Is Corn-Based Ethanol the Right Move?
AUTAR KAW
A View
June 1, 2007
Anyone who questions the value of corn-based ethanol, even when it is based on sound quantitative argument, is shamed by others – a politically correct thing to do.
A recent study at MIT shows why studies come up with contradictory conclusions about ethanol as an alternative energy source.
Is ethanol a fuel source or a fuel sponge?
To calculate whether ethanol is a suitable alternative energy source, scientists use inputs such as fertilizer amount, farm machinery expense, cost of processing corn to ethanol, the efficiency of ethanol to convert to usable energy, energy costs to transport corn to ethanol plants, etc.
These inputs, however, are not fixed numbers. For example, how much fertilizer is needed to produce a bushel of corn is dependent on the fertility of the land on which it is grown.

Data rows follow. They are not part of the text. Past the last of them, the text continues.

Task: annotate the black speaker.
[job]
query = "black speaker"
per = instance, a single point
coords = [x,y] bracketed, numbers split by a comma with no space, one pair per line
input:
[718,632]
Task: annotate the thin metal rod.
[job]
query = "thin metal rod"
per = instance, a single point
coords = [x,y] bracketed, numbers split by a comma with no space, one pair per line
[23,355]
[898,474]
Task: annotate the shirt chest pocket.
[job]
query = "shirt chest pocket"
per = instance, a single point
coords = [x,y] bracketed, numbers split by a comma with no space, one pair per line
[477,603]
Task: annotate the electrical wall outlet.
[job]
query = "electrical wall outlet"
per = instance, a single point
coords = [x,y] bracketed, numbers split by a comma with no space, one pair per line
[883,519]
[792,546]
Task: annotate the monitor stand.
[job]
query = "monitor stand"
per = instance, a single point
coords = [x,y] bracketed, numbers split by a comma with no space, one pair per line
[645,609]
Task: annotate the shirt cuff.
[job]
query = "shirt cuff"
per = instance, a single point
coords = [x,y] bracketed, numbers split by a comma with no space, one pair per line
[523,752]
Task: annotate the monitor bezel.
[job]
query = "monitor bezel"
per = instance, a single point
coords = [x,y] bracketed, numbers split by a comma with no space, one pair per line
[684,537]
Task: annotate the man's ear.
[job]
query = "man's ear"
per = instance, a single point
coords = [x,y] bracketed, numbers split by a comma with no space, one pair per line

Therefore, when uncertainties are accounted for, and depending on which boundary of the uncertainty you use, you can come up with an argument for or against corn-based ethanol.
Now before any reader shames me for making the argument using probabilistic models, scientists to argue that humans are responsible for global warming use the same modeling technique.
We need to have an open mind and continue to encourage good science and leave the politics and mass hysteria aside.
Michael Crichton, the author of State of Fear, reminds us quietly of Alston Chase cautioning us, “When the search for truth is confused with political advocacy, the pursuit of knowledge is reduced to the quest for power.”